In [1]:
import os
import numpy as np
import pandas as pd
from itertools import combinations
from collections import Counter

In [2]:
os.chdir("C:\\recommender_system\\course1\\week2")

In [3]:
# Encoding issues with movies and tags data
movie_data = pd.read_csv("movies.csv", engine='python')
rating_data = pd.read_csv("ratings.csv")
tag_data = pd.read_csv("tags.csv", engine='python')

In [4]:
movie_data.head()

Unnamed: 0,movieId,title,genres
0,1,Toy Story (1995),Adventure|Animation|Children|Comedy|Fantasy
1,2,Jumanji (1995),Adventure|Children|Fantasy
2,3,Grumpier Old Men (1995),Comedy|Romance
3,4,Waiting to Exhale (1995),Comedy|Drama|Romance
4,5,Father of the Bride Part II (1995),Comedy


In [5]:
rating_data.head()

Unnamed: 0,userId,movieId,rating,timestamp
0,12882,1,4.0,1147195252
1,12882,32,3.5,1147195307
2,12882,47,5.0,1147195343
3,12882,50,5.0,1147185499
4,12882,110,4.5,1147195239


In [6]:
tag_data.head()

Unnamed: 0,movieId,userId,tag,timestamp
0,3916,12882,sports,1147195545
1,4085,12882,Eddie Murphy,1147195966
2,33660,12882,boxing,1147195514
3,1197,320,must show,1145964801
4,1396,320,must show,1145964810


In [7]:
# Try several methods to see if duplicate records exist
# movie_data
print('There are {:,} records in rating_data.'.format(movie_data.shape[0]))
print('There are {:,} unique movie ID in rating_data.'.format(movie_data.movieId.nunique()))
print('There are {:,} unique title in rating_data.'.format(movie_data.title.nunique()))
print('There are {:,} unqiue movie ID & title combinations in rating_data.'.format(movie_data.groupby(['movieId','title']).ngroups))

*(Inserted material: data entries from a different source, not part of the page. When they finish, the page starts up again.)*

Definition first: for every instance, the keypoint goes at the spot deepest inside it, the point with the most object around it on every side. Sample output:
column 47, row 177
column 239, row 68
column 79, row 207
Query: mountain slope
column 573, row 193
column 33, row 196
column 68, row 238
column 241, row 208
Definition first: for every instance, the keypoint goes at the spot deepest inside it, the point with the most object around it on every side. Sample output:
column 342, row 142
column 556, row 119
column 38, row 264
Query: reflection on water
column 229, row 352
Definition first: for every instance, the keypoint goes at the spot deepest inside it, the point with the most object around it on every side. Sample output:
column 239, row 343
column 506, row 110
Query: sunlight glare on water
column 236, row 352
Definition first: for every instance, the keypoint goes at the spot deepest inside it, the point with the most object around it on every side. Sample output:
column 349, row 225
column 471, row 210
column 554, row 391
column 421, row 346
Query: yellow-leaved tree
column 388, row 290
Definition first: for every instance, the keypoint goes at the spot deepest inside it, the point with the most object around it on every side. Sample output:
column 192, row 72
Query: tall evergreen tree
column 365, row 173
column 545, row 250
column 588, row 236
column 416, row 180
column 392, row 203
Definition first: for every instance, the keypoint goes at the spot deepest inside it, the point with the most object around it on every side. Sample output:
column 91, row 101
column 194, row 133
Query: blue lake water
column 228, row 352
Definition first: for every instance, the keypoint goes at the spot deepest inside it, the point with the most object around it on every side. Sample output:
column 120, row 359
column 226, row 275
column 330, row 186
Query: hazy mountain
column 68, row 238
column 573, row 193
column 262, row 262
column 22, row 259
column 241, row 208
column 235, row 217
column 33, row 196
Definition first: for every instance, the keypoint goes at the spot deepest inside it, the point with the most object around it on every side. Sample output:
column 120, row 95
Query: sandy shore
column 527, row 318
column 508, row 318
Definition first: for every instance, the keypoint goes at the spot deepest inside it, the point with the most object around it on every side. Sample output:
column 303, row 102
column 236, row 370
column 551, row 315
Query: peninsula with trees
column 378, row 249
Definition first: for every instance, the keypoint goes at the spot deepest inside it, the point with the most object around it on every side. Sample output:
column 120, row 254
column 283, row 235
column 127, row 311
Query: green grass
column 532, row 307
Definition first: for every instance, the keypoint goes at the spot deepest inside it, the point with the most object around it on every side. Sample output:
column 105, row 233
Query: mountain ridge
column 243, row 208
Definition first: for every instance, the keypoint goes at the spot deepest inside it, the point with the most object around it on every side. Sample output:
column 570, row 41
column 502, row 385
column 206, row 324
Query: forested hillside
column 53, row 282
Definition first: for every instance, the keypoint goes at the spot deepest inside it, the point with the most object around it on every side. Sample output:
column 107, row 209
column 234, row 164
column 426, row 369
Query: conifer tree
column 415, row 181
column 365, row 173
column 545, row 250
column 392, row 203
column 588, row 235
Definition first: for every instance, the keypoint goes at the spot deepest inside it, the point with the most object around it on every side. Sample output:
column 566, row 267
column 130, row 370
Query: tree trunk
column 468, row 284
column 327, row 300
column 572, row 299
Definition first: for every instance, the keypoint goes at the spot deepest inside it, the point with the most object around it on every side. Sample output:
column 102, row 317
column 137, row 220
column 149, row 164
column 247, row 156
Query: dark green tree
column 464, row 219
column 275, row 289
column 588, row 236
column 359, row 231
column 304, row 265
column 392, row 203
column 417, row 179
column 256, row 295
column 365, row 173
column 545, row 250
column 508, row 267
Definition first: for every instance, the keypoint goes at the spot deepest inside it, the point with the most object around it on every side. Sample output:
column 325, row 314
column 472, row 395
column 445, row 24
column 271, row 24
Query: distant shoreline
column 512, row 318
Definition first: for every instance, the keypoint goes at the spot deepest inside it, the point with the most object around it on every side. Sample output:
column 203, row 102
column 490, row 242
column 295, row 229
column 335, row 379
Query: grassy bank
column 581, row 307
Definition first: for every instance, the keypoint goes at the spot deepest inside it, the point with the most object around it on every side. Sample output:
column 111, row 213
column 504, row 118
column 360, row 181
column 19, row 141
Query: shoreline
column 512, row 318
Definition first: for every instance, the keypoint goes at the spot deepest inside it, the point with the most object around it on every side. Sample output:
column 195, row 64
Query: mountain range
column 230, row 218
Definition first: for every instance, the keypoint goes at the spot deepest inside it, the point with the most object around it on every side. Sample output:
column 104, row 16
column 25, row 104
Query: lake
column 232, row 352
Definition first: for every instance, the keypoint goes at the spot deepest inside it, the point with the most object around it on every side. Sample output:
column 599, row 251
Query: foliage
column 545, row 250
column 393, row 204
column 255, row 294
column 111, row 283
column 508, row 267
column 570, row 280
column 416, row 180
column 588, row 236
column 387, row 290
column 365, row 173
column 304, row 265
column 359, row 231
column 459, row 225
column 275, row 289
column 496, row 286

There are 2,500 records in rating_data.
There are 2,500 unique movie ID in rating_data.
There are 2,500 unique title in rating_data.
There are 2,500 unqiue movie ID & title combinations in rating_data.


In [8]:
# Try several methods to see if duplicate records exist
# rating_data
print('There are {:,} records in rating_data.'.format(rating_data.shape[0]))
print('There are {:,} unique user ID in rating_data.'.format(rating_data.userId.nunique()))
print('There are {:,} unique movie ID in rating_data.'.format(rating_data.movieId.nunique()))
print('There are {:,} unqiue user ID & movie ID combinations in rating_data.'.format(rating_data.groupby(['userId','movieId']).ngroups))

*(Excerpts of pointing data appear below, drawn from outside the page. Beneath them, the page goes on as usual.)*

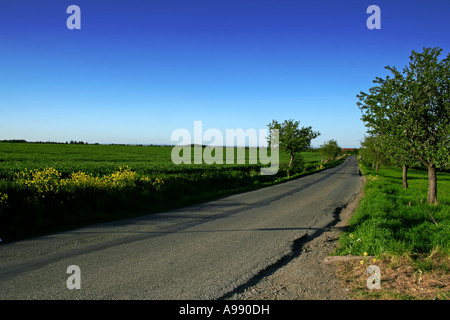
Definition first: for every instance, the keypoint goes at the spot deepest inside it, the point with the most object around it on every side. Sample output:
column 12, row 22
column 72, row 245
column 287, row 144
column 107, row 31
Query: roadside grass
column 408, row 238
column 47, row 188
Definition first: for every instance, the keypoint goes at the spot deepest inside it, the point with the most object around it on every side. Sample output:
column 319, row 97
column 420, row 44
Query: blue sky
column 138, row 70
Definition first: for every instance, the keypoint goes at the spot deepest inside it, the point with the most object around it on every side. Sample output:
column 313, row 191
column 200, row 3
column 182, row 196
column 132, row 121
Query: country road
column 200, row 252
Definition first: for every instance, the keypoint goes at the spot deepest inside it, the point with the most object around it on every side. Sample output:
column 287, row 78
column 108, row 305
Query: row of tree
column 407, row 115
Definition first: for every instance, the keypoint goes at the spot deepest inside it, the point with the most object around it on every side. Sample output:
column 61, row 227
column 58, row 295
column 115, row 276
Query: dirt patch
column 405, row 277
column 309, row 276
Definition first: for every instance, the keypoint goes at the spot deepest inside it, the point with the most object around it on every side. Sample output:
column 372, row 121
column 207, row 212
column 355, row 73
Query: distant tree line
column 408, row 117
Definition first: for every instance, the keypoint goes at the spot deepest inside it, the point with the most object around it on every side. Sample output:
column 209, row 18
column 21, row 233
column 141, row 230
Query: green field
column 394, row 220
column 50, row 187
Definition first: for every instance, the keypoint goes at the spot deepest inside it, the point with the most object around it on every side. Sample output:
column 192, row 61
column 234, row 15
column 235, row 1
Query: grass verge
column 408, row 238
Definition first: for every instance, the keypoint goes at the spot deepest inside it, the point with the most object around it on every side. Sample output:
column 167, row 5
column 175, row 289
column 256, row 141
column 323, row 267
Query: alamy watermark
column 216, row 146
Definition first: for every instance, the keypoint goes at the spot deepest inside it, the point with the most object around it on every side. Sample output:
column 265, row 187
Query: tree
column 372, row 151
column 412, row 109
column 331, row 150
column 293, row 139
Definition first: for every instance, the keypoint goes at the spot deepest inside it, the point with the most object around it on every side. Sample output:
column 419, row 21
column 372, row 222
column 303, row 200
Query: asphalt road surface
column 200, row 252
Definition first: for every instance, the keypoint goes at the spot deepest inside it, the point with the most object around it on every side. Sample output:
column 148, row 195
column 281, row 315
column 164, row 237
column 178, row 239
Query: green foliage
column 331, row 150
column 51, row 187
column 292, row 139
column 391, row 219
column 409, row 113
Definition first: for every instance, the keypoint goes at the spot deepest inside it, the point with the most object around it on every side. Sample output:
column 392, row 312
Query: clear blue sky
column 138, row 70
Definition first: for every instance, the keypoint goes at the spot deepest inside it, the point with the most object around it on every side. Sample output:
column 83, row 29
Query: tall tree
column 293, row 139
column 412, row 108
column 331, row 150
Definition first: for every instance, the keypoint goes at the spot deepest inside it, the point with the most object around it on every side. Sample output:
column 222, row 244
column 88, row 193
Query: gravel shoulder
column 309, row 275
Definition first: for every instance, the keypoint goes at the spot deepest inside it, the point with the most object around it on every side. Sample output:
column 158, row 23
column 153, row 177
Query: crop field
column 50, row 187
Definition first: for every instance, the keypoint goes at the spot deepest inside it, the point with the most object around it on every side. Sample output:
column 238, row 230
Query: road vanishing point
column 201, row 252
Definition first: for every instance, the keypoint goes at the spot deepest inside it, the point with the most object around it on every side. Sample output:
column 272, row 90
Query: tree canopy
column 410, row 111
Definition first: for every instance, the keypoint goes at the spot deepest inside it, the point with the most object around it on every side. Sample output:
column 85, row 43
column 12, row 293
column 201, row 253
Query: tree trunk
column 432, row 184
column 292, row 159
column 405, row 176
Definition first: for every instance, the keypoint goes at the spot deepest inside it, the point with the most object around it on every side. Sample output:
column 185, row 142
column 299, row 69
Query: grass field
column 391, row 219
column 398, row 231
column 46, row 188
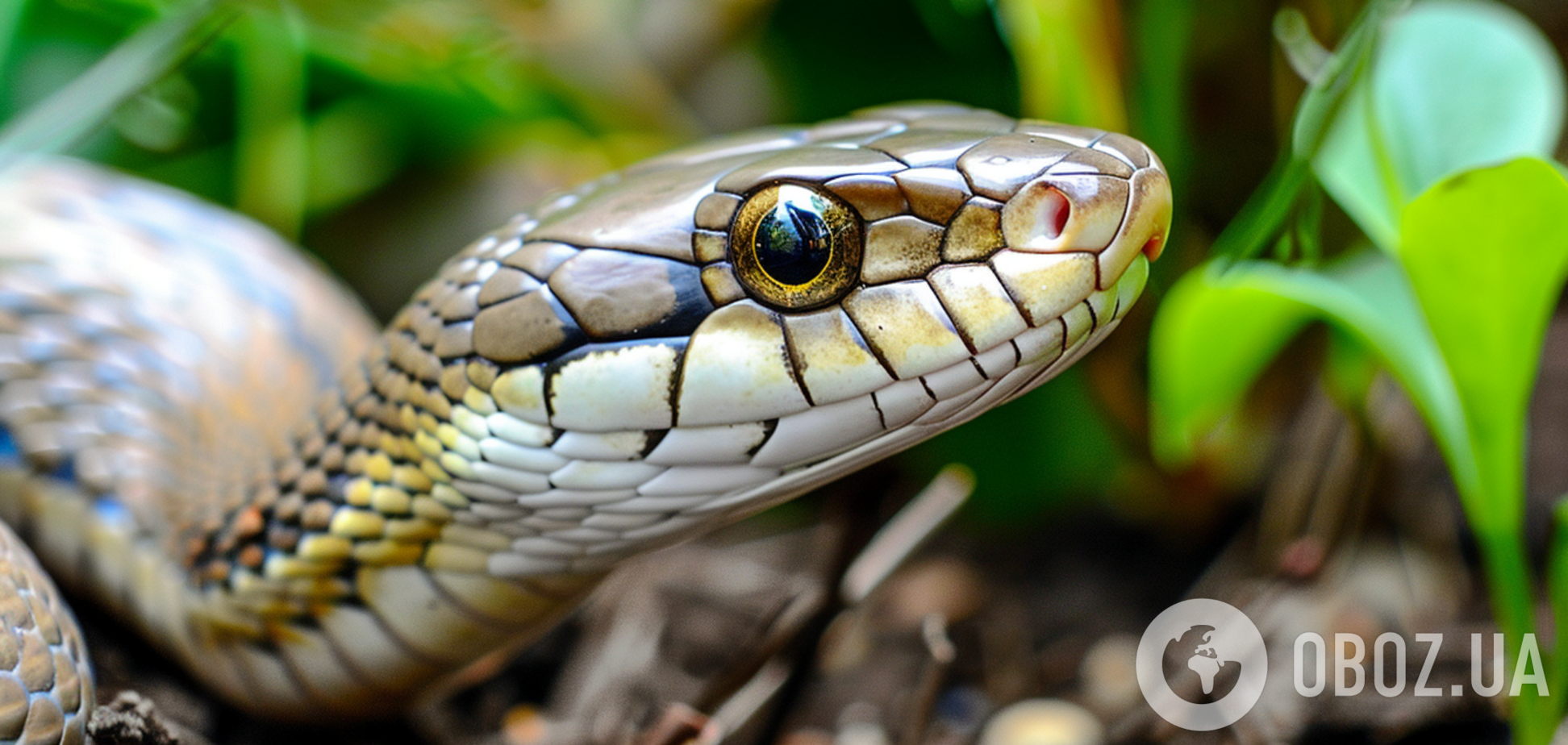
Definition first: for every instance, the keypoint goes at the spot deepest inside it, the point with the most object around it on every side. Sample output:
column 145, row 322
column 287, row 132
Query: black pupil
column 794, row 242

There are 264,505 records in rating_data.
There are 862 unique user ID in rating_data.
There are 2,500 unique movie ID in rating_data.
There are 264,505 unqiue user ID & movie ID combinations in rating_data.

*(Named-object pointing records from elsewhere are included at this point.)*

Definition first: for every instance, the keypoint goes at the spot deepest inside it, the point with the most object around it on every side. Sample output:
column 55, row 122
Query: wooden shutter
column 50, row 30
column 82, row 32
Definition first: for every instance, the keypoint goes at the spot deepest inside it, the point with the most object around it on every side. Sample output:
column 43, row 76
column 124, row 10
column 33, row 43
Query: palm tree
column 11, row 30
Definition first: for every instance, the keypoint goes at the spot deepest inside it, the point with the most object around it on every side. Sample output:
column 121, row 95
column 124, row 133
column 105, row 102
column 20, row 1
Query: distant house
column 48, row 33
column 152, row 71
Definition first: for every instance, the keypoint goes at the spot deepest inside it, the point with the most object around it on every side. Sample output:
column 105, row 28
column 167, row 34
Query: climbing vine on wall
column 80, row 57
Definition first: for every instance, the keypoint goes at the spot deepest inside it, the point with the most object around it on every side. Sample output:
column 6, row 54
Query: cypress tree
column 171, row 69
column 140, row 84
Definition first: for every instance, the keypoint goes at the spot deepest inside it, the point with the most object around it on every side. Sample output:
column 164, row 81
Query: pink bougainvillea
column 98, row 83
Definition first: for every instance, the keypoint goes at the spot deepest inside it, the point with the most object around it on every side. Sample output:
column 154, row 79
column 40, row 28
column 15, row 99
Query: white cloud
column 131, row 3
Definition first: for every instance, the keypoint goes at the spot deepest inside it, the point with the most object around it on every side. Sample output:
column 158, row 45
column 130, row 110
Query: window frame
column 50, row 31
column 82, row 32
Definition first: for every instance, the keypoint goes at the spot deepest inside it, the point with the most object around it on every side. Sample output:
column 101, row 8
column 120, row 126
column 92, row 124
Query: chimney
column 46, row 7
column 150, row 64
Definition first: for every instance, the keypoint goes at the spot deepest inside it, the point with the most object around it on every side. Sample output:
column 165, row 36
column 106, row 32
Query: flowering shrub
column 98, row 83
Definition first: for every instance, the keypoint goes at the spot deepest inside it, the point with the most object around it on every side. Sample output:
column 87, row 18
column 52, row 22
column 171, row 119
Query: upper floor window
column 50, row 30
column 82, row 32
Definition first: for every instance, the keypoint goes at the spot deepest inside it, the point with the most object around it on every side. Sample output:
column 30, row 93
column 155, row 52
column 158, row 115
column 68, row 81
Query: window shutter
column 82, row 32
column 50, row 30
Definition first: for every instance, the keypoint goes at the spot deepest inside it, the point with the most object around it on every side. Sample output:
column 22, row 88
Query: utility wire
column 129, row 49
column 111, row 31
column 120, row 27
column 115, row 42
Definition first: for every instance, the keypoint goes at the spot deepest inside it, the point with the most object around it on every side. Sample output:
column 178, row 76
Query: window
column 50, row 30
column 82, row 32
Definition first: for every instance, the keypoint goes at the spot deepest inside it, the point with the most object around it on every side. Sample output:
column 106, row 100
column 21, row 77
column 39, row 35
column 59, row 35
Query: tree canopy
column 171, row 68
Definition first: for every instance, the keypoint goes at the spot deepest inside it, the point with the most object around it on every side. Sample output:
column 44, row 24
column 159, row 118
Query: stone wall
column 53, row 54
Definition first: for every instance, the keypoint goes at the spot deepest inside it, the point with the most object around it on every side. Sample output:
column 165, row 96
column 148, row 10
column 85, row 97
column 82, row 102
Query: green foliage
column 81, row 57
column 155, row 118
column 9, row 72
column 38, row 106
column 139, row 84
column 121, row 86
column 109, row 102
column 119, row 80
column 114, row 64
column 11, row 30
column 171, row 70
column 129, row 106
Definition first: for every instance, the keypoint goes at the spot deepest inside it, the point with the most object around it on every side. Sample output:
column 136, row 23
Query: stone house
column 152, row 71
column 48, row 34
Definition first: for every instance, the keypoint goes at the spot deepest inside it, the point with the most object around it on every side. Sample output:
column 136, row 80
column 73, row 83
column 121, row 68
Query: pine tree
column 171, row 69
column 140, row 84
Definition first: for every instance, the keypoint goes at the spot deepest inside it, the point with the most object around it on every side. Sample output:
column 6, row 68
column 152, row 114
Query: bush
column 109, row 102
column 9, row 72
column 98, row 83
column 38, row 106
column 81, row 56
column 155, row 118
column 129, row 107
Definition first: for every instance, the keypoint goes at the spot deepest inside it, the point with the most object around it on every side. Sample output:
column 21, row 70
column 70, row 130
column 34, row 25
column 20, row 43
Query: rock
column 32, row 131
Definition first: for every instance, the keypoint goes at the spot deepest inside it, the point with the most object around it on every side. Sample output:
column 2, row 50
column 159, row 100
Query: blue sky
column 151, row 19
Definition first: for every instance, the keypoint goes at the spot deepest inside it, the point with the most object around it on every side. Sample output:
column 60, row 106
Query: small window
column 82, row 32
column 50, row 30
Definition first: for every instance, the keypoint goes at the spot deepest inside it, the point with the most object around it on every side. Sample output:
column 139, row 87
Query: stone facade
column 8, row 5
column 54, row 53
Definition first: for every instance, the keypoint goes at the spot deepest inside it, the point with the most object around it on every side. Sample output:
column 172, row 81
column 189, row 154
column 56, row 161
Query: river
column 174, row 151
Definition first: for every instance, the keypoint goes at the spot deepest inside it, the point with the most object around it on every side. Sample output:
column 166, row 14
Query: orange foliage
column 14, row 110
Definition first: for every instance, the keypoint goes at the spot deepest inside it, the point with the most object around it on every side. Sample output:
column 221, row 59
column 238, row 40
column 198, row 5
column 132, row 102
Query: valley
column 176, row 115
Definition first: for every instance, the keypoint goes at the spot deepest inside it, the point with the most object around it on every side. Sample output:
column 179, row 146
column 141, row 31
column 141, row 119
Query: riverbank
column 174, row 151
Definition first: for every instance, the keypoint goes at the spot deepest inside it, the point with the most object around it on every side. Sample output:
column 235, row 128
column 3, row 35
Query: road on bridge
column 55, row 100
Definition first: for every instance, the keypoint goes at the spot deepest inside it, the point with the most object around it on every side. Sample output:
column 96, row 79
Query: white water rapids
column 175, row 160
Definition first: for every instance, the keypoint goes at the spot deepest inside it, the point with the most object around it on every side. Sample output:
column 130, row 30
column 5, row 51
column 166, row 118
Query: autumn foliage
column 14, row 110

### Mean-Based Recommendation

Mean and damped mean will be calculated for each moive ID.

###### Rating Mean Calculation

In [9]:
movie_mean = rating_data.drop(columns = ['userId', 'timestamp']).groupby(["movieId"]).mean().reset_index(level = 0).round(3)

In [10]:
movie_mean[movie_mean['movieId'].isin([2959, 1203])]

Unnamed: 0,movieId,rating
591,1203,4.246
1355,2959,4.259


###### Rating Damped Mean Calculation

In [11]:
# Parameters
global_mean = rating_data['rating'].mean()
alpha = 5
# Damped mean function 
damped_mean_func = lambda x: (x.sum() + alpha * global_mean) / (x.count() + alpha)

In [12]:
movie_damped_mean = rating_data.drop(columns = ['userId', 'timestamp']).groupby(["movieId"]).apply(damped_mean_func)[['rating']].reset_index(level = 0).round(3)

In [13]:
movie_damped_mean[movie_damped_mean['movieId'].isin([2959, 1203])]

Unnamed: 0,movieId,rating
591,1203,4.227
1355,2959,4.252


In [14]:
all_mean = pd.merge(movie_mean, movie_damped_mean, on = 'movieId', how = 'inner').rename({'rating_x': 'mean', 'rating_y': 'damped_mean'}, axis=1)

In [15]:
# Same to the Example Output
all_mean[all_mean['movieId'].isin([2959, 1203])]

Unnamed: 0,movieId,mean,damped_mean
591,1203,4.246,4.227
1355,2959,4.259,4.252


In [16]:
rating_data.head()

Unnamed: 0,userId,movieId,rating,timestamp
0,12882,1,4.0,1147195252
1,12882,32,3.5,1147195307
2,12882,47,5.0,1147195343
3,12882,50,5.0,1147185499
4,12882,110,4.5,1147195239


### Association Rules

In [17]:
# 1. - Create th movie association combination for each user ID
# 2. - Combine each user ID' list to one list
movie_pair1 = rating_data[['userId', 'movieId']].sort_values(['userId', 'movieId']).groupby('userId')['movieId'].apply(lambda x: list(combinations(x, 2)))
movie_pair2 = [ele for lst in movie_pair1 for ele in lst]

In [18]:
# 1. - Count the frequency of movie pair
# 2. - Count the frequency of movie
# 3. - Count the unique users
movie_pair_cnt = Counter(movie_pair2)
movie_cnt = rating_data[['movieId']].groupby('movieId').size().to_dict()
user_cnt = rating_data['userId'].nunique()

###### Basic Association Model

In [19]:
# Test cases
# Reference Item = 260
# Please note that the movie pairs are saved as (smaller movie ID, larger movie ID).
# Thus, we need to update the sequence of the movie IDs if reference's ID is larger than target's ID.
test_reference1 = 260
test_target1 = [2571, 1196, 4993, 1210, 356, 5952, 7153, 296, 1198, 480]
test_case1 = [tuple(sorted([test_reference1, ele])) for ele in test_target1]

In [20]:
# Test results - same as shown in the example outputs
for ele1, ele2 in zip(test_target1, test_case1):
    print(str(ele1) + " (" + str(movie_data[movie_data["movieId"] == ele1]["title"].values[0]) + "): " + str(round(movie_pair_cnt[ele2]/movie_cnt[test_reference1], 3)))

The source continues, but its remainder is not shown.